I reported the repository to GitLab Trust & Safety (abuse@gitlab.com), notified Advin Servers (abuse@advinservers.com) as the hosting provider for the C2 IP, and submitted a report to the Swiss National Cyber Security Centre (NCSC). I do not expect a follow-up from NCSC, but reporting it there still creates a record.
The email
I am not looking for a new job. What made me curious was how this landed in my mailbox at all: Proton Mail usually catches spam and phishing attempts quite effectively, but this one went straight to the inbox.
The email followed a template now familiar to anyone tracking developer-targeted social engineering. The sender used a plausible name, a fabricated company with a live website (pulsynk.org, archive), and a salary figure calibrated to attract experienced security engineers. The website immediately gave me AI slop vibes, but ironically that also matched what I might expect from a very early-stage startup trying to look bigger than it is.

I intentionally defanged the repository URL above so the commands are not directly copy-pasteable, although this post should already be a good reminder not to copy and paste random commands from strangers anyway.
Why it reached the inbox
The headers explain why this did not look obviously suspicious to mail filtering:
| Header signal | Value |
|---|---|
| Delivery time | Mon, 25 May 2026 07:35:03 +0000 |
| Sending service | Mailgun |
| Sending IP | 159.135.228[.]5 |
| Return-Path | bounce+...@hr.pulsynk.org |
| DKIM | pass, signing domain hr.pulsynk.org |
| SPF | pass, smtp.mailfrom=hr.pulsynk.org |
| DMARC | pass, policy p=none |
| From | Olivia Ben <oliviaben@hr.pulsynk.org> |
| Sender | oliviaben@hr.pulsynk.org |
| Reply-To | alex@pulsynk.org |
| Proton spam score | 0 |
| Proton action | inbox |
The important point is that email authentication only proves that the message was authorized by the domain sending it.
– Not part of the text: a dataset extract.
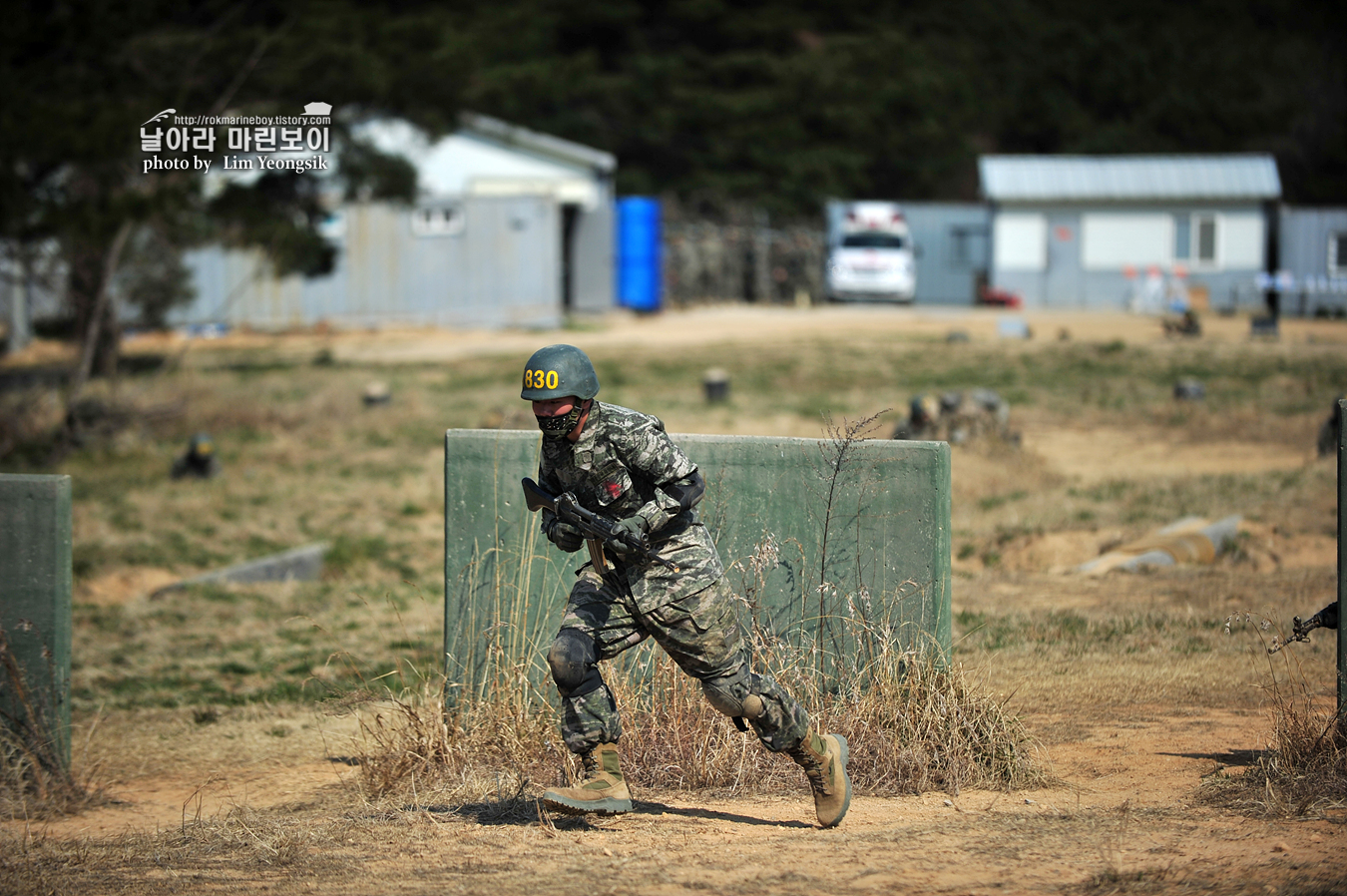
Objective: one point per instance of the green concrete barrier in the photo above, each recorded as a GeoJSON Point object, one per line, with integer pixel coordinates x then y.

It does not prove that the company is real, that the recruiter is legitimate, or that the repository is safe. In this case, the attacker-controlled infrastructure was clean enough to pass SPF, DKIM, and DMARC, and Proton did exactly what those signals suggested: delivered it to the inbox.
The repository name, rekt-db, signalled cryptocurrency expertise. Inside, the directory structure mimicked a security research database: one subfolder allegedly contained exploit analysis for the Radiant Capital 2024 incident. This is a common technique in developer-targeted social engineering - embedding content that signals domain knowledge to the intended victim.
Notably, the author of the email either mistook my current employer, kaiko.ai - which builds clinical AI assistants and tools for healthcare teams - for the crypto market data company Kaiko, or deliberately conflated the two. Microsoft has reported that Contagious Interview targets extend beyond the cryptocurrency industry into adjacent technical fields, so this may have been a deliberate casting of a wide net rather than a targeting error.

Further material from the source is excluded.